En revanche, rien de très compliqué sur le plan technique. « Il faudra mettre en œuvre, précise Cédric Aubouy, un partage des données qui pourrait conduire à la création d'une nouvelle base, confiée à un acteur public ou privé. Quatre enjeux principaux sont attachés à un tel système d'information : la fiabilité des données (impliquant une bonne identification du patient), la disponibilité en temps réel, la sécurité et la traçabilité ».
Et si un système clé en main existait déjà ? Créé en 2016 par une startup française, le PassCare centralise toutes les données médicales de son utilisateur. Un flash code (sur une carte physique ou une application) permet d'ajouter directement un résultat de test ou un certificat de vaccin. Son fondateur, Adnan El Bakri est chirurgien et expert en intelligence artificielle : « Notre solution BtoB nous permet d'intégrer l'ensemble des laboratoires d'analyse ainsi que les centres de vaccination. Mais aussi d'interagir avec d'autres acteurs en dehors du sanitaire, comme les cinémas ou les théâtres.
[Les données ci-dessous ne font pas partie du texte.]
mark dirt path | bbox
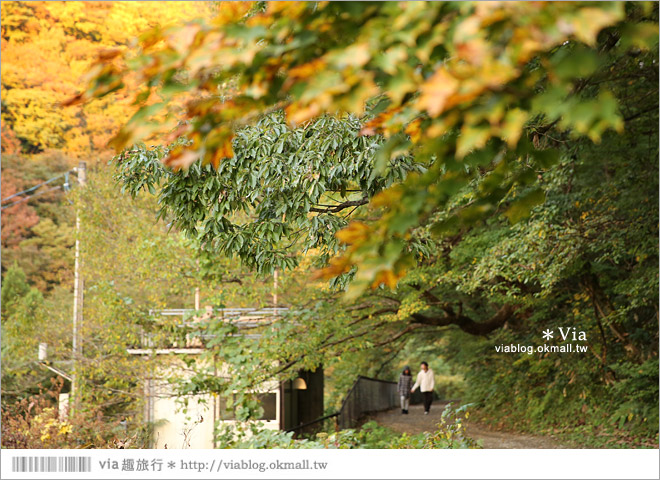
[370,402,569,448]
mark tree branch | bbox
[411,305,516,335]
[309,197,369,213]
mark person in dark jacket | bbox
[396,365,412,414]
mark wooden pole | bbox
[70,162,87,410]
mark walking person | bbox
[396,365,412,414]
[410,362,435,415]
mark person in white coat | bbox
[410,362,435,415]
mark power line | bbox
[1,170,73,203]
[1,185,63,210]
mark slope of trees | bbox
[2,2,210,155]
[72,3,658,441]
[3,2,658,446]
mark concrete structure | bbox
[129,307,323,448]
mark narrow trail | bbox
[369,401,570,448]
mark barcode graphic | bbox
[11,457,92,472]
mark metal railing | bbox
[337,376,398,429]
[287,375,399,432]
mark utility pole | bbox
[273,270,277,315]
[71,162,87,410]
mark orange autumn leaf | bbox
[417,68,459,117]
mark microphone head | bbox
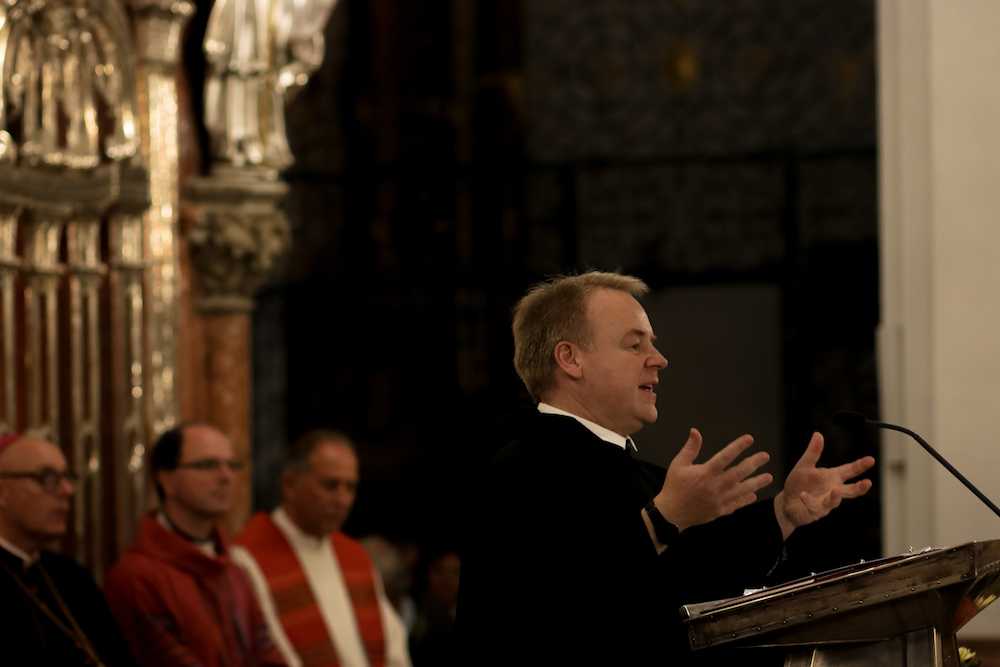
[833,410,868,431]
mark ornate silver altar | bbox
[681,540,1000,667]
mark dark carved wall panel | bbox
[257,0,879,567]
[525,0,875,162]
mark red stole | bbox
[236,512,385,667]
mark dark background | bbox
[188,0,880,570]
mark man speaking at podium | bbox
[457,272,874,667]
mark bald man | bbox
[0,434,136,667]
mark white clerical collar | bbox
[538,403,639,452]
[0,535,42,568]
[156,509,219,558]
[271,505,330,549]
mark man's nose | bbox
[55,477,73,496]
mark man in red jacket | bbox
[104,425,284,667]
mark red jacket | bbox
[104,515,285,667]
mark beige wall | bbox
[878,0,1000,637]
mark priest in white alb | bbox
[232,430,410,667]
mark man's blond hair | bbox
[513,271,649,401]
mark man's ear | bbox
[281,470,296,500]
[552,340,583,380]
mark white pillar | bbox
[877,0,1000,637]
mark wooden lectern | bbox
[681,540,1000,667]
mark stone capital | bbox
[185,169,291,314]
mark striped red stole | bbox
[236,512,385,667]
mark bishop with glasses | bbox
[0,434,137,667]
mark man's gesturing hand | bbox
[774,433,875,540]
[653,429,771,530]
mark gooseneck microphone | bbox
[833,412,1000,516]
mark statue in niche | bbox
[204,0,336,172]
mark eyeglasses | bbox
[0,468,77,493]
[177,459,247,472]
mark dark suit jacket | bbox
[457,411,782,665]
[0,548,137,667]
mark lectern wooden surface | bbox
[681,540,1000,667]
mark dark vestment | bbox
[457,411,782,666]
[0,548,137,667]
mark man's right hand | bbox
[653,428,772,530]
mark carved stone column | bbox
[185,0,336,533]
[185,166,290,534]
[128,0,194,439]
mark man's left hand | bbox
[774,433,875,540]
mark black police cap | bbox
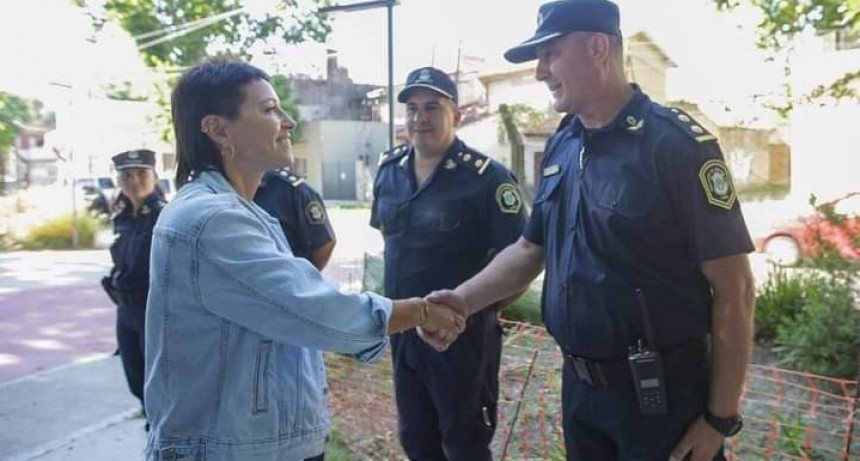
[111,149,155,171]
[397,67,458,102]
[505,0,621,63]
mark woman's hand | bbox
[418,299,466,335]
[416,298,466,352]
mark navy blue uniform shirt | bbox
[524,85,753,360]
[370,139,526,298]
[110,192,166,294]
[254,169,335,261]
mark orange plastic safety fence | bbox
[326,322,860,461]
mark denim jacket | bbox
[145,172,392,461]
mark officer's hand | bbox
[415,327,459,352]
[669,416,725,461]
[421,300,466,335]
[417,300,466,352]
[424,290,472,317]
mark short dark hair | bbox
[171,59,269,187]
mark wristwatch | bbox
[703,408,744,437]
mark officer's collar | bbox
[571,83,649,136]
[399,136,465,170]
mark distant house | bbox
[459,31,790,192]
[290,50,388,200]
[788,30,860,203]
[12,125,61,187]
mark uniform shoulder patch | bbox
[454,149,493,175]
[275,168,305,187]
[305,200,325,225]
[699,159,737,210]
[555,114,576,133]
[496,182,523,214]
[654,107,717,143]
[377,144,409,167]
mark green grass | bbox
[502,290,543,326]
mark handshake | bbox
[416,290,472,352]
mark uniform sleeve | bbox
[523,202,544,246]
[486,169,527,251]
[658,135,754,263]
[370,172,382,230]
[194,204,392,360]
[296,184,335,254]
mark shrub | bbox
[21,213,100,250]
[776,271,860,378]
[755,265,809,342]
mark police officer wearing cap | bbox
[102,149,166,420]
[254,168,335,271]
[371,67,526,461]
[430,0,754,461]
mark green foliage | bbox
[76,0,331,67]
[776,270,860,378]
[21,213,100,250]
[502,289,543,325]
[755,265,808,342]
[712,0,860,114]
[713,0,860,49]
[325,429,363,461]
[269,74,302,142]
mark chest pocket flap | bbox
[534,165,566,204]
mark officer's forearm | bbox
[454,237,544,314]
[310,240,335,272]
[704,255,755,416]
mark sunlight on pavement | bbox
[0,353,21,367]
[18,339,68,351]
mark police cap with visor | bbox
[111,149,155,171]
[505,0,621,63]
[397,67,458,103]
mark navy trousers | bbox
[116,306,146,407]
[562,363,726,461]
[391,309,501,461]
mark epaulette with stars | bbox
[654,107,717,143]
[378,144,409,167]
[450,149,493,176]
[275,168,305,187]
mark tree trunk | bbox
[499,104,532,203]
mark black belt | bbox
[562,337,710,388]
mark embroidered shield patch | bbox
[305,200,325,224]
[699,159,737,210]
[496,183,523,214]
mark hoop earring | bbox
[221,144,236,163]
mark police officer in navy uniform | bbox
[430,0,754,461]
[371,67,526,461]
[102,149,166,422]
[254,168,335,271]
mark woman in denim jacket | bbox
[145,61,465,461]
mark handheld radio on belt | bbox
[627,288,668,415]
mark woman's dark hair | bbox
[171,60,269,188]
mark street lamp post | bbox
[49,82,80,249]
[319,0,400,150]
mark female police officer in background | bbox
[102,149,165,420]
[146,61,465,461]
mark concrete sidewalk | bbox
[0,356,145,461]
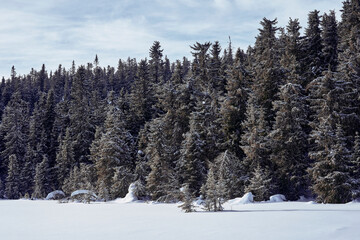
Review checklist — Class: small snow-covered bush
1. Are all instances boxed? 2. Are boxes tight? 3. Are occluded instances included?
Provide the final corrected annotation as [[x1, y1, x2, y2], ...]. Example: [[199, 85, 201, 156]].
[[45, 190, 65, 200], [70, 190, 98, 203]]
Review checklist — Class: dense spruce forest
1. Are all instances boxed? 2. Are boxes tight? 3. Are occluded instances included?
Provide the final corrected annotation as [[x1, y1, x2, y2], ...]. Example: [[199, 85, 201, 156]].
[[0, 0, 360, 210]]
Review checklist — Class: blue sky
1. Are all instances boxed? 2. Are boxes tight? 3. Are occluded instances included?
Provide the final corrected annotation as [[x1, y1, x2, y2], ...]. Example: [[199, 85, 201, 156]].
[[0, 0, 342, 77]]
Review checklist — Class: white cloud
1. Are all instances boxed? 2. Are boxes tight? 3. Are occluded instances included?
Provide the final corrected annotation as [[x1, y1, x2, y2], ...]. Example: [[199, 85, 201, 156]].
[[0, 0, 342, 77]]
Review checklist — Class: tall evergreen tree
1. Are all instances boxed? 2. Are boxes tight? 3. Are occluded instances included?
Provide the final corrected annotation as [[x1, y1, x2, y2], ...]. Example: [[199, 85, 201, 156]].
[[95, 107, 134, 200], [270, 83, 309, 200], [253, 18, 282, 124], [5, 154, 20, 199], [31, 155, 51, 199], [302, 10, 327, 86]]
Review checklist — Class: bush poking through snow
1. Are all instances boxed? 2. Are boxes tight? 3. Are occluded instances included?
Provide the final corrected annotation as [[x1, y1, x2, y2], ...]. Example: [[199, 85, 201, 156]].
[[229, 192, 254, 205], [269, 194, 286, 202]]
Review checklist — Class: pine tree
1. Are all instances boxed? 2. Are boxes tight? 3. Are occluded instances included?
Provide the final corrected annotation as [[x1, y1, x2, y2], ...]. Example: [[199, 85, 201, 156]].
[[95, 107, 134, 200], [5, 154, 20, 199], [130, 60, 154, 134], [270, 83, 309, 200], [31, 155, 51, 199], [69, 66, 95, 165], [253, 18, 282, 123], [245, 165, 276, 201], [149, 41, 164, 84], [19, 143, 37, 195], [220, 49, 248, 158], [310, 124, 352, 203], [321, 11, 339, 72], [56, 128, 75, 187], [179, 184, 195, 213], [301, 10, 327, 86], [178, 116, 206, 196], [0, 92, 29, 165], [241, 94, 271, 173], [202, 168, 224, 212], [350, 133, 360, 199], [214, 150, 247, 199]]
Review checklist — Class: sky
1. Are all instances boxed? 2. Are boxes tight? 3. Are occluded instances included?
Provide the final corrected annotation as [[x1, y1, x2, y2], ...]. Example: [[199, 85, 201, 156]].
[[0, 0, 342, 78]]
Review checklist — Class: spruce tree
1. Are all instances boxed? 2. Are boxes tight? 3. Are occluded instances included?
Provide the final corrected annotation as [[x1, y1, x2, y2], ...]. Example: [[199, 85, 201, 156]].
[[245, 165, 276, 201], [269, 83, 309, 200], [69, 66, 95, 165], [202, 168, 225, 212], [301, 10, 327, 86], [310, 124, 352, 203], [31, 155, 51, 199], [5, 154, 20, 199], [95, 107, 134, 200], [321, 11, 339, 71], [179, 184, 195, 213], [214, 150, 247, 199], [56, 129, 75, 187], [253, 18, 282, 124]]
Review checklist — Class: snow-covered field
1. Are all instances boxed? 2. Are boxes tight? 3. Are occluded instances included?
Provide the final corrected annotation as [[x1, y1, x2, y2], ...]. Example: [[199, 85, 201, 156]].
[[0, 200, 360, 240]]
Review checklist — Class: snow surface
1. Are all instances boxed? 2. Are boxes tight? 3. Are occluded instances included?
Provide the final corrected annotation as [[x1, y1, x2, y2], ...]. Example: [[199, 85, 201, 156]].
[[0, 200, 360, 240], [115, 183, 138, 203], [269, 194, 286, 202], [228, 192, 254, 205], [45, 190, 65, 200], [71, 189, 97, 198]]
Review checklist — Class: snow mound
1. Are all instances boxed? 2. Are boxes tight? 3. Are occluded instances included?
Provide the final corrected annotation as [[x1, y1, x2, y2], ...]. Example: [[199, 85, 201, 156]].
[[45, 190, 65, 200], [115, 183, 138, 203], [228, 192, 254, 205], [269, 194, 286, 202], [71, 189, 98, 201]]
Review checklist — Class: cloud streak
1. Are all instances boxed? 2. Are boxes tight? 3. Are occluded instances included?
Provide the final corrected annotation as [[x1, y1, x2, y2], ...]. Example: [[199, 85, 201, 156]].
[[0, 0, 342, 77]]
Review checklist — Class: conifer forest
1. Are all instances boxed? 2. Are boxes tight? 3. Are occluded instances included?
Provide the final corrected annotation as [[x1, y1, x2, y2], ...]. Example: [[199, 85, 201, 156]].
[[0, 0, 360, 206]]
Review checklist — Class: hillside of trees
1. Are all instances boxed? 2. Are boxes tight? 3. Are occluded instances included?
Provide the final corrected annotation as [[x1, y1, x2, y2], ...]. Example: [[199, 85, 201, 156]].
[[0, 0, 360, 206]]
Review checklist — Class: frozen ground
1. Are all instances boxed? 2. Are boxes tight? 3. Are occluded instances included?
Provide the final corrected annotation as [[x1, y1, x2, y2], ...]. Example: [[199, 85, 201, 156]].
[[0, 200, 360, 240]]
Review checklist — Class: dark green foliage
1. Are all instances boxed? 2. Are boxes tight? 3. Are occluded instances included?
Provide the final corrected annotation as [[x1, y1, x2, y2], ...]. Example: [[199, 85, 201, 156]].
[[0, 4, 360, 204], [301, 10, 328, 86], [31, 155, 51, 199], [179, 184, 195, 213], [252, 18, 282, 123], [245, 165, 276, 201], [201, 167, 226, 212], [5, 154, 20, 199], [310, 125, 352, 203], [270, 83, 309, 200], [214, 150, 248, 200]]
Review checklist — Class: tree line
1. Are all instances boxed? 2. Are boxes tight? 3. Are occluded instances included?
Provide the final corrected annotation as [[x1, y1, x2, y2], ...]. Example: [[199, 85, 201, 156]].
[[0, 0, 360, 207]]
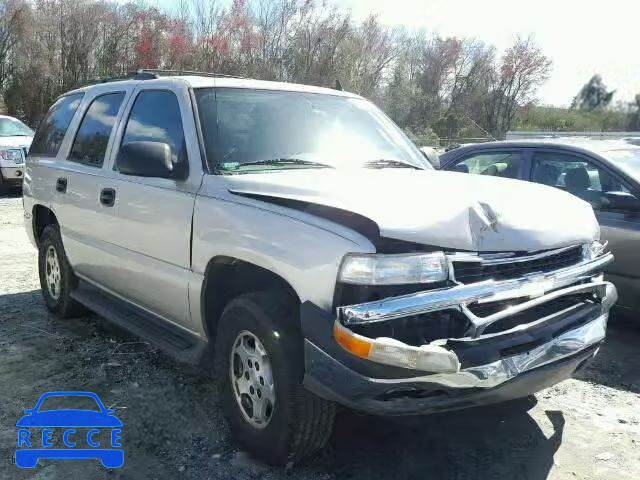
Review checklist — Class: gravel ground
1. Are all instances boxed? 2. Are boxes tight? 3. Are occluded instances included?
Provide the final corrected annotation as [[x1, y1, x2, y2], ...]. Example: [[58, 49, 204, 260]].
[[0, 192, 640, 480]]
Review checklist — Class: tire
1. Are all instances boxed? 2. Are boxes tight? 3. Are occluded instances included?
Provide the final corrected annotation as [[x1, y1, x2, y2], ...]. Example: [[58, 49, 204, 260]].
[[38, 225, 85, 318], [215, 291, 335, 465]]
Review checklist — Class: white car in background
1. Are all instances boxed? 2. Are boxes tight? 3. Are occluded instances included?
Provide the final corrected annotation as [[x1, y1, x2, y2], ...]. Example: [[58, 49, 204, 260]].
[[0, 115, 33, 193]]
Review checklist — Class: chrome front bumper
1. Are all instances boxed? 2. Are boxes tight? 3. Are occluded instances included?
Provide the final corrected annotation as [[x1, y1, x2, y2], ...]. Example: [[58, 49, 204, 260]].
[[334, 253, 617, 376]]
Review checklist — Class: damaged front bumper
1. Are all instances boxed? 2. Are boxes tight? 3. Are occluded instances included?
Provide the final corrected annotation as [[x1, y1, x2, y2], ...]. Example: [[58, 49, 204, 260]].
[[305, 249, 617, 414]]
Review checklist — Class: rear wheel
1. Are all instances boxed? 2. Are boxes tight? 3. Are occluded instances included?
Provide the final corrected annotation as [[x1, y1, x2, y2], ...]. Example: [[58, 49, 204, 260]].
[[216, 291, 335, 464], [38, 225, 84, 318]]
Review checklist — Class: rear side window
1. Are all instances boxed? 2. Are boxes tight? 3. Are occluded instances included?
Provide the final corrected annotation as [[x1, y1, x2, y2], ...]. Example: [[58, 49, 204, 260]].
[[69, 92, 124, 168], [29, 93, 84, 157], [122, 90, 187, 167]]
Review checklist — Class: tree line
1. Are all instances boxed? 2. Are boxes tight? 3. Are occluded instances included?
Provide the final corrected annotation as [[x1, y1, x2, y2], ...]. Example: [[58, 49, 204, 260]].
[[0, 0, 636, 143]]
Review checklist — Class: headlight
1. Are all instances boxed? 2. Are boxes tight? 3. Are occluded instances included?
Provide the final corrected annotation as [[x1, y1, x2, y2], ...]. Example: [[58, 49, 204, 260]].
[[0, 148, 24, 164], [339, 252, 449, 285], [582, 240, 607, 260]]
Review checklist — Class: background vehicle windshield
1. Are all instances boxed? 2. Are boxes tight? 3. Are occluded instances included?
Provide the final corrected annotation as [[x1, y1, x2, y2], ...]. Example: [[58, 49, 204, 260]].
[[0, 118, 33, 137], [607, 148, 640, 181], [38, 395, 101, 412], [196, 88, 426, 173]]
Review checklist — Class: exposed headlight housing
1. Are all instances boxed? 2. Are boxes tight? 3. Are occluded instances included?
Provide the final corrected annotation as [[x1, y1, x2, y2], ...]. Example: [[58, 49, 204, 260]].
[[338, 252, 449, 285], [0, 148, 24, 165]]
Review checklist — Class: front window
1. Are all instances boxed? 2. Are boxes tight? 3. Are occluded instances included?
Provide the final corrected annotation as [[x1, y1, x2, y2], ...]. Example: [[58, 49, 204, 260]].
[[196, 88, 425, 173], [0, 118, 33, 137]]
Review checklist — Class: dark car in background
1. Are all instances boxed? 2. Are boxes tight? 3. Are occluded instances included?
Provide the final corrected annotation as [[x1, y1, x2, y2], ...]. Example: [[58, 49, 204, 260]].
[[440, 138, 640, 311]]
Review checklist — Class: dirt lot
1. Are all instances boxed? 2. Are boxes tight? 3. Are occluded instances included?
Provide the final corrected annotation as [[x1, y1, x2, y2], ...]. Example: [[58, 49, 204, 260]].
[[0, 192, 640, 480]]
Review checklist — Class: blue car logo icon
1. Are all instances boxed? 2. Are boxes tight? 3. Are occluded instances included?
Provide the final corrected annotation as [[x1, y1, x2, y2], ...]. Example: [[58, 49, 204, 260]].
[[15, 391, 124, 468]]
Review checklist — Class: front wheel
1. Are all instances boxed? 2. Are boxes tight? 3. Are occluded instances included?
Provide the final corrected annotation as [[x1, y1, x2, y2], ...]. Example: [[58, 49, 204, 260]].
[[216, 292, 335, 464], [38, 225, 83, 318]]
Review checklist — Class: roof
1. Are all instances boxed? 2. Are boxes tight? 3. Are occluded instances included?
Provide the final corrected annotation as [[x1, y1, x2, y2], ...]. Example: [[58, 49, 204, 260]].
[[67, 75, 362, 98]]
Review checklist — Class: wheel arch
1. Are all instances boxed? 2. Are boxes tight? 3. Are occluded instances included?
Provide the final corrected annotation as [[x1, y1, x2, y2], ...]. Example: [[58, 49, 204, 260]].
[[31, 204, 60, 245]]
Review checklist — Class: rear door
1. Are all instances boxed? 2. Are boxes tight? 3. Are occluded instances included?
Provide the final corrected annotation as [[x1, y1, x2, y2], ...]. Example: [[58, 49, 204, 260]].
[[530, 149, 640, 308], [95, 80, 203, 330]]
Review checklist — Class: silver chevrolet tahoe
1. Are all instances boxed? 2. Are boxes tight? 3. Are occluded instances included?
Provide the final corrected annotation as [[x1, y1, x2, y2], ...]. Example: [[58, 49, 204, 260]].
[[24, 70, 616, 463]]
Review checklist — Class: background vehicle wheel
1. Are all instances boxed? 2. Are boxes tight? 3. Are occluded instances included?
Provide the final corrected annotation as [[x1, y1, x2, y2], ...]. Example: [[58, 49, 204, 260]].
[[38, 225, 84, 318], [215, 291, 335, 464]]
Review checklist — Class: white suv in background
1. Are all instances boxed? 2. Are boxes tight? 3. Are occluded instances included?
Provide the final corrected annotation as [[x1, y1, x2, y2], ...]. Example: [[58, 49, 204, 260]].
[[0, 115, 33, 193]]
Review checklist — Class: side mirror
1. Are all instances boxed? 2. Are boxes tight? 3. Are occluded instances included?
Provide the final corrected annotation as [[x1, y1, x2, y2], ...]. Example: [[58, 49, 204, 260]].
[[116, 141, 188, 180], [603, 192, 640, 212]]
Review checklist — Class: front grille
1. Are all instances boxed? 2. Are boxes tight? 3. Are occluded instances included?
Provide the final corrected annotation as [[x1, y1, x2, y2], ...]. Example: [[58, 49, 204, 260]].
[[452, 246, 582, 284]]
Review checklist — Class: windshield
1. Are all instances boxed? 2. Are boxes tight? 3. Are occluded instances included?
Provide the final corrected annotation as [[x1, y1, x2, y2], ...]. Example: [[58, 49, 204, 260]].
[[196, 88, 425, 173], [606, 148, 640, 181], [0, 118, 33, 137]]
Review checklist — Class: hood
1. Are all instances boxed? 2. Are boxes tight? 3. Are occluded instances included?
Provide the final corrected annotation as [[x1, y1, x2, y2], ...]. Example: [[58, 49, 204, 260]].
[[0, 137, 33, 149], [224, 169, 600, 252]]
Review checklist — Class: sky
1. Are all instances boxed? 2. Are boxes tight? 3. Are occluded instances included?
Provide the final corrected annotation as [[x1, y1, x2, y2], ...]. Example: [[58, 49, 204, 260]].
[[147, 0, 640, 106]]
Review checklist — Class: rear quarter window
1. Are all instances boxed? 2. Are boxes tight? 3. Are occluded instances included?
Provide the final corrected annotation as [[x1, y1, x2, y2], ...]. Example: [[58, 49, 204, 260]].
[[29, 93, 84, 157]]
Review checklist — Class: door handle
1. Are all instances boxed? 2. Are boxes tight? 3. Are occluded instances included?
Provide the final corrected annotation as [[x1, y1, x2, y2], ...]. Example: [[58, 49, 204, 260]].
[[100, 188, 116, 207], [56, 177, 67, 193]]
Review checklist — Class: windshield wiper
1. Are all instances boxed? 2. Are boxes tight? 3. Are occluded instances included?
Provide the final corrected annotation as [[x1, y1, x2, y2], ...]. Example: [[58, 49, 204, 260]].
[[238, 158, 334, 168], [363, 158, 420, 170]]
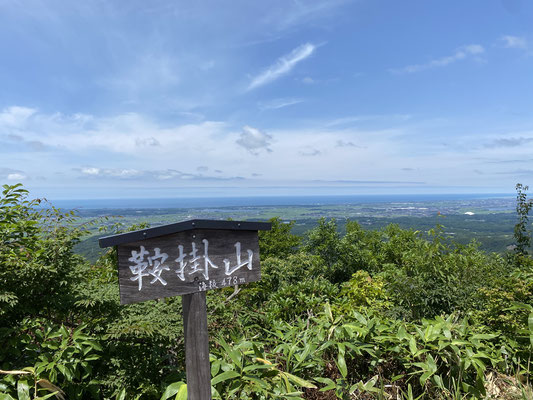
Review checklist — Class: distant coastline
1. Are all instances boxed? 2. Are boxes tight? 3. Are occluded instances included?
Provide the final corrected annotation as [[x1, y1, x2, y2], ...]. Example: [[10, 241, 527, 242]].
[[50, 193, 515, 209]]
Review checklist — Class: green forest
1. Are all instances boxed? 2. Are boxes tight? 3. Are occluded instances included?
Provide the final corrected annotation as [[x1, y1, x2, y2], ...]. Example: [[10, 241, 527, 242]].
[[0, 184, 533, 400]]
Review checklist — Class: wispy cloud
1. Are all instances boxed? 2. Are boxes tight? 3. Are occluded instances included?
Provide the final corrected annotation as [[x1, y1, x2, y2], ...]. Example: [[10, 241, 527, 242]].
[[298, 146, 322, 157], [0, 168, 27, 181], [259, 98, 304, 111], [236, 125, 272, 155], [500, 35, 528, 50], [485, 136, 533, 147], [389, 44, 485, 74], [247, 43, 316, 90], [335, 140, 363, 148], [76, 166, 244, 181]]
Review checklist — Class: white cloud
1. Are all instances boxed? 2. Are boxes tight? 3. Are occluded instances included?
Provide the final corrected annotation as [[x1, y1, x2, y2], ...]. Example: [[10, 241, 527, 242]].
[[389, 44, 485, 74], [500, 35, 528, 50], [7, 173, 26, 181], [0, 106, 36, 127], [247, 43, 316, 90], [236, 125, 272, 155], [259, 99, 304, 110]]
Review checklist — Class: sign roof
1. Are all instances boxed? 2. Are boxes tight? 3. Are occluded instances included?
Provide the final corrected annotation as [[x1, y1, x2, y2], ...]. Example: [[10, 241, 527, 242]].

Avec notre protocole de cyber sécurisation, le patient gère son parcours et contrôle l'information qui est anonymisée. Il ne nous manque que le feu vert des pouvoirs publics ». Son dispositif pourrait même être implémenté dans l'application TousAntiCovid.
« Le passeport sanitaire doit être mis en place dès avril, en s'appuyant sur les tests de dépistage. Au-delà il sera trop tard. Le gouvernement doit faire confiance aux acteurs de la French Tech, qui ont démontré leur efficacité pour permettre en quelques jours l'accès aux centres de vaccination. Cette dynamique doit se prolonger », poursuit Adnan El Bakri. Il reste que recourir à des jeunes pousses permettrait en outre à la France de s'affranchir des GAFAM pour gérer la santé en format numérique. Un argument de poids alors que la crise sanitaire a replacé la souveraineté numérique sur le devant de la scène.